В 1652 г. в г. Галле была основана Германская Академия Ученых кайзера
Леопольда; в свое время ее членом был Гете. 17 марта 1932 г. на заседании по
случаю столетия со дня смерти Гете общим голосованием было принято решение
-- пригласить Эйнштейна в члены Академии. Эйнштейн дал согласие, и президент
Академии по давней традиции направил ему анкету из девяти пунктов. Места
было мало, и Эйнштейн отвечал на вопросы телеграфным стилем.

Нацисты еще не пришли к власти, но антисемитская пропаганда стала уже
весьма крикливой. Поэтому особый интерес представляет ответ Эйнштейна на
первый вопрос:
I. Родился от еврейских родителей 14 марта 1879 г. в Ульме. Мой отец,
коммерсант, вскоре после моего рождения переехал в Мюнхен, а в 1893 г. в
Италию, где оставался до своей смерти (1902 г.). У меня нет братьев, но есть
сестра в Италии.

Второй и третий пункты касались подробностей юности к образования, и
Эйнштейн добросовестно представил все сведения. Четвертый вопрос был о
научяой карьере. Эйнштейн ответил так:

IV. С 1900 по 1902 гг. был в Швейцарии частным репетитором, время от
времени меня приглашали в домашние учителя; тогда же стал швейцарским
подданным. В 1902-1909 гг. работал экспертом Федерального патентного бюро, в
1909-11 гг. --ассистентом Цюрихского университета; в 1911-12 гг. был
профессором теоретической физики в Пражском университете, а в 1912-14 гг. --
в Федеральном Политехническом институте в Цюрихе. В 1914 г. стал
оплачиваемым членом Прусской Академии наук в Берлине и получил возможность
полностью посвятить себя научно-исследовательской работе.
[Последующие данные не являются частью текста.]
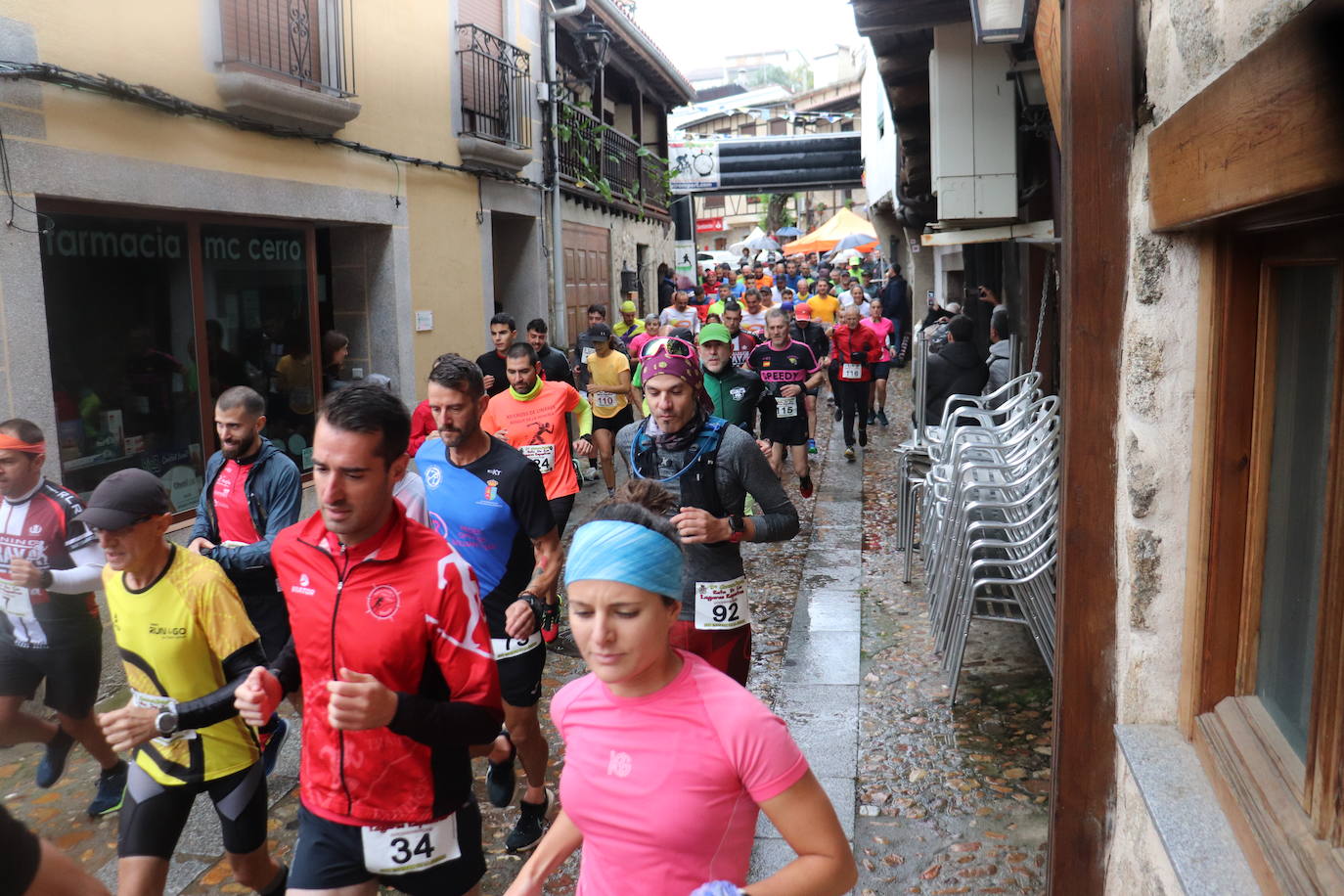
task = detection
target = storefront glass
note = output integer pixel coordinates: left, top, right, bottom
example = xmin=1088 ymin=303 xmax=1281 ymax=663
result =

Пятый пункт спрашивал о достижениях и публикациях. Некоторые даты,
приведенные в ответе, вызывают недоумение. Например, специальная теория
относительности была опубликована в 1905 г., а не в 1906 г.; общая теория
относительности -- в 1915 г., а не в 1916 г. Вполне возможно, что Эйнштейн
отвечал по памяти, а память его подводила. Вот что он написал:

V. Почти все мои публикации представляют собою небольшие статьи по
физике; большею частью они печатались в "Анналах физики" и "Трудах Прусской
Академии наук". Важнейшие из них посвящены следующей тематике:
броуновское движение (1905),
теоретическое обоснование формулы Планка и световые кванты (1905,
1917),
специальная относительность и масса энергии (1006).
общая относительность (1916 и позже).
Следует упомянуть еще о статьях по тепловым флуктуациям, а также о
статье (1931), написанной совместно с проф. В. Майером, о единой природе
тяготения и электричества.
Шестой пункт спрашивал о научных путешествиях. Он ответил так:

VI. Время от времени совершал лекционные турне по Франции, Японии,
Аргентине, Англии и США. Поездки -- за исключением визитов в Пасадену -- не
были связаны с проведением научных исследований.
Седьмой пункт спрашивал о целях его работы. Он ответил:

VII. Подлинная цель моих исследований всегда состояла в том, чтобы
добиться упрощения теоретической физики и ее объединения в целостную
систему. Я сумел удовлетворительно осуществить эту цель для макромира, но не
для квантов и структуры атомов. Думаю, что, несмотря на значительные успехи,
современная квантовая теория все еще далека от удовлетворительного решения
последней группы проблем.
Восьмой пункт касался наград и отличий. Ответ гласил:

VIII. Я стал членом многих и многих научных обществ, мне присудили
несколько медалей, а также нечто вроде звания "гостящего профессора" в
Лейденском университете. Такие же отношения у меня с Оксфордским
университетом (Колледж Крайст Черч).
Необычно в этом перечислении отсутствие упоминания о Нобелевской премии
1921 г. по физике. Конечно же, это нельзя приписать только плохой памяти.
Последний пункт был весьма приземленным: нужно было указать свой точный
почтовый адрес.
В школе г. Аарау Эйнштейн изучал французский язык. Вот более или менее
точный перевод (с учетом исправлений, сделанных преподавателем) сочинения,
которое Эйнштейн написал по-французски. Ему было тогда шестнадцать лет. Судя
по заглавию, тема сочинения была предложена всему классу:

"Мои планы на будущее
Счастливый человек слишком поглощен настоящим, чтобы много размышлять о
будущем. Но с другой стороны, именно молодые люди любят строить смелые
планы. Кроме того, для молодого человека естественно составить по
возможности точное представление о своих целях и желаниях.
Если мне посчастливится успешно выдержать экзамены, я поступлю в
Федеральный институт технологии в г. Цюрихе. Четыре года буду изучать там
математику и физику. В мечтах вижу себя профессором этой области
естественных наук, предпочитая их теоретическую часть.
Вот причины, побудившие меня избрать этот план. Прежде всего,
способность к абстрактному и математическому мышлению, отсутствие фантазии и
практической хватки. Мои желания и склонности ведут меня к такому же
решению. Это вполне естественно. Человеку всегда нравится делать то, к чему
у него есть талант. К тому же профессия ученого дает человеку известную долю
независимости, что очень привлекает меня."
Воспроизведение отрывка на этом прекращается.